Il lungo percorso di Pirelli verso il ruolo di fornitore unico di pneumatici in MotoGP a partire dal 2027 inizia questa settimana a Misano, dove il marchio italiano porterà in pista per la prima volta le proprie slick prototipo.
La sessione privata, in programma martedì dopo il Gran Premio di San Marino e il test ufficiale sullo stesso circuito, vedrà la partecipazione di tutte e cinque le case costruttrici—Ducati, Aprilia, KTM, Yamaha e Honda—con i rispettivi collaudatori. Le moto saranno gli attuali prototipi da 1000cc, ma privi dei dispositivi di abbassamento, che saranno vietati dal regolamento a partire dal 2026.

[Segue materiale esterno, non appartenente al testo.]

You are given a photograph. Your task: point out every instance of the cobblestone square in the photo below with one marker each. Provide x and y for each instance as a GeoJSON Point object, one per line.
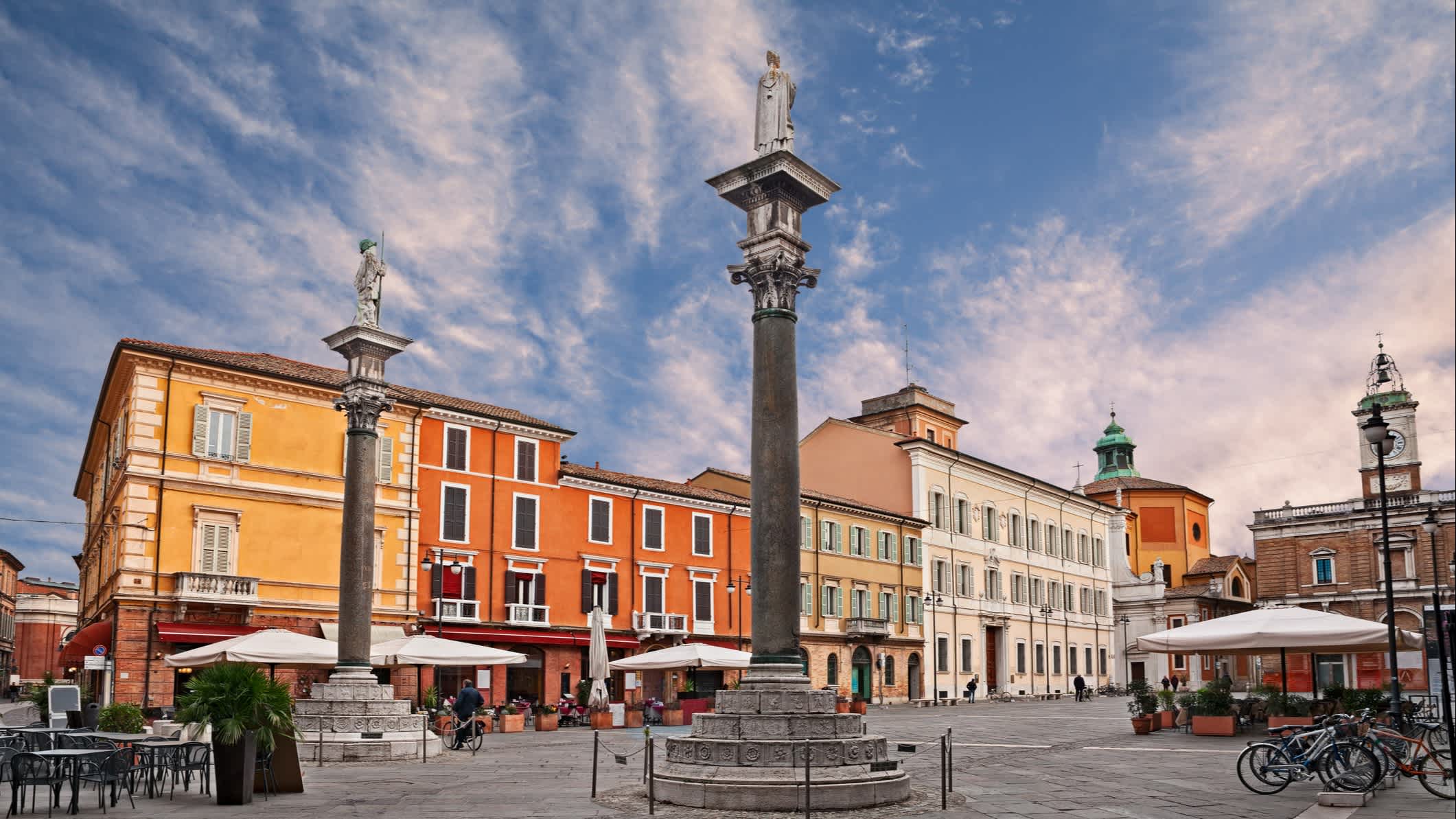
{"type": "Point", "coordinates": [1023, 760]}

“Per noi è un’occasione significativa,” ha dichiarato Giorgio Barbier, Direttore Racing Moto di Pirelli. “È il primo passo per raccogliere dati fondamentali e sviluppare una gomma che, quando arriveranno i nuovi prototipi da 850cc nel 2026, sarà già molto vicina alla versione definitiva.”
Nel test saranno valutate diverse mescole e costruzioni, montate sugli attuali cerchi da 17 pollici previsti dal regolamento MotoGP. I team modificheranno inoltre i set-up per simulare meglio il comportamento atteso dalle future moto di cilindrata ridotta, in arrivo nel 2027.

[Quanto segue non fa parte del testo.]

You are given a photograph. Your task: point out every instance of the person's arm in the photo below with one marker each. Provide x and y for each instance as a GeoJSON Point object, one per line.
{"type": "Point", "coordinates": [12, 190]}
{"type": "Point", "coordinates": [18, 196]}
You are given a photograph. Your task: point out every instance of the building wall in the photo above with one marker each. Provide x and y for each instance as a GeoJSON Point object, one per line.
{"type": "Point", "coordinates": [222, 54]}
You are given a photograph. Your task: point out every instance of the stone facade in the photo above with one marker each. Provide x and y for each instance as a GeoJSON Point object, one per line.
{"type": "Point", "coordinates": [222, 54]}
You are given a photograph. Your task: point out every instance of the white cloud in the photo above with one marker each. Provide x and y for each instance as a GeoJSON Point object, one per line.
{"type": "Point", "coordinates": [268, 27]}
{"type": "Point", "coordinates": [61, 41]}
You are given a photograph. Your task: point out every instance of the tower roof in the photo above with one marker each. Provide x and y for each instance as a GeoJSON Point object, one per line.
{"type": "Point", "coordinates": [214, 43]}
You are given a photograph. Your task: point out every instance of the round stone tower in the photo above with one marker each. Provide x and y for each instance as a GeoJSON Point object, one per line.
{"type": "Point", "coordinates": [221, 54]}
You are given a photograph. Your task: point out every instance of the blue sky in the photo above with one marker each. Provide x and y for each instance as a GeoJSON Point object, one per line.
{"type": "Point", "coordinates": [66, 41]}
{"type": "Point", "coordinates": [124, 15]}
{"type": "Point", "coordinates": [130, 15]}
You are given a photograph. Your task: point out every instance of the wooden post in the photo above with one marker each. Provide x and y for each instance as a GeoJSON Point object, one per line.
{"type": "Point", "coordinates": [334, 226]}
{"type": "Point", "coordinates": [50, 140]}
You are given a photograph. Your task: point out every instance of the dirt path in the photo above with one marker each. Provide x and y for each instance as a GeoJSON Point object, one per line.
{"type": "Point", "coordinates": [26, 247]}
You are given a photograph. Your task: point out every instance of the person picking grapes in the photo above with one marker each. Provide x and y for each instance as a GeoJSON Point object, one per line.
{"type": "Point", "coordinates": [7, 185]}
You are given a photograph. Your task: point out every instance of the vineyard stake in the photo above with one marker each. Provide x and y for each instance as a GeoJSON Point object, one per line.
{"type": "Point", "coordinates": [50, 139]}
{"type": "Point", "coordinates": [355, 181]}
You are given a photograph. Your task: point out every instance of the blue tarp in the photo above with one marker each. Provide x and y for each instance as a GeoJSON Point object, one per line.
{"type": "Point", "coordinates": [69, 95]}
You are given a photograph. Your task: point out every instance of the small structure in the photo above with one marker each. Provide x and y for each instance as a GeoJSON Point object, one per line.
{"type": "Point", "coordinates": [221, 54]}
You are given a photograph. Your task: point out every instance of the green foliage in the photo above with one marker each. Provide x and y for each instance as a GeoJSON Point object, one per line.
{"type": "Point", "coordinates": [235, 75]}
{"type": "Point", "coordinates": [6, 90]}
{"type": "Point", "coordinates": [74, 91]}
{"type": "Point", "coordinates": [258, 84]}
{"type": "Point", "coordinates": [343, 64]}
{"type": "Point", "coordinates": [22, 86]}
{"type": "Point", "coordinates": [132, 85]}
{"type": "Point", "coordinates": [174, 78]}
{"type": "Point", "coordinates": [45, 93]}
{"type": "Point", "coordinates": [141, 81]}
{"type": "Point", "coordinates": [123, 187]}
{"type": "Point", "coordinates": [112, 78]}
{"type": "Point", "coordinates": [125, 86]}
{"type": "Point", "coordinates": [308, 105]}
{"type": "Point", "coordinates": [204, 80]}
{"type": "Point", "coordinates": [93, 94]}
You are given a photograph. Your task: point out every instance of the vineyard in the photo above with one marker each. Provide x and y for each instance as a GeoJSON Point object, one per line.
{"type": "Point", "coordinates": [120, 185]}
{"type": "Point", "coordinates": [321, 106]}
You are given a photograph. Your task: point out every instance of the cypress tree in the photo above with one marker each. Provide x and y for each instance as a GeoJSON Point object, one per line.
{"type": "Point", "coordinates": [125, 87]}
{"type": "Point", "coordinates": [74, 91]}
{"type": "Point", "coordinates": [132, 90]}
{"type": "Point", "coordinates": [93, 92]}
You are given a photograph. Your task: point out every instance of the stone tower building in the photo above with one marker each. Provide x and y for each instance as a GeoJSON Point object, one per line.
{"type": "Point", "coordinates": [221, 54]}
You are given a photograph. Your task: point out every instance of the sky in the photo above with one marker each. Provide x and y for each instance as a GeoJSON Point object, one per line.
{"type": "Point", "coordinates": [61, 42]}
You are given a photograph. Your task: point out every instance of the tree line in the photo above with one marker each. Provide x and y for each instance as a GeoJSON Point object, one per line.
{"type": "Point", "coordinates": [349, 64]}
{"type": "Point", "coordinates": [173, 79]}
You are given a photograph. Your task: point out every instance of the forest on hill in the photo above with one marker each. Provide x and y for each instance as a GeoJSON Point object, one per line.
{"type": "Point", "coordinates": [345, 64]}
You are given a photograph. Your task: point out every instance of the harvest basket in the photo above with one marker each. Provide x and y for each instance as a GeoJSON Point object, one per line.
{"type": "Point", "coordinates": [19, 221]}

Le case hanno concordato di non portare in pista i prototipi da 850cc fino al termine della stagione 2025, costringendo così Pirelli a sviluppare gran parte del pacchetto iniziale con le moto odierne. Un secondo test è già previsto a Valencia, subito dopo la gara finale e il tradizionale test post-campionato.
Oltre all’impegno nella classe regina, Pirelli fornirà anche Moto2 e Moto3 a partire dal 2027, mentre Michelin concentrerà la propria attività sul campionato mondiale Superbike.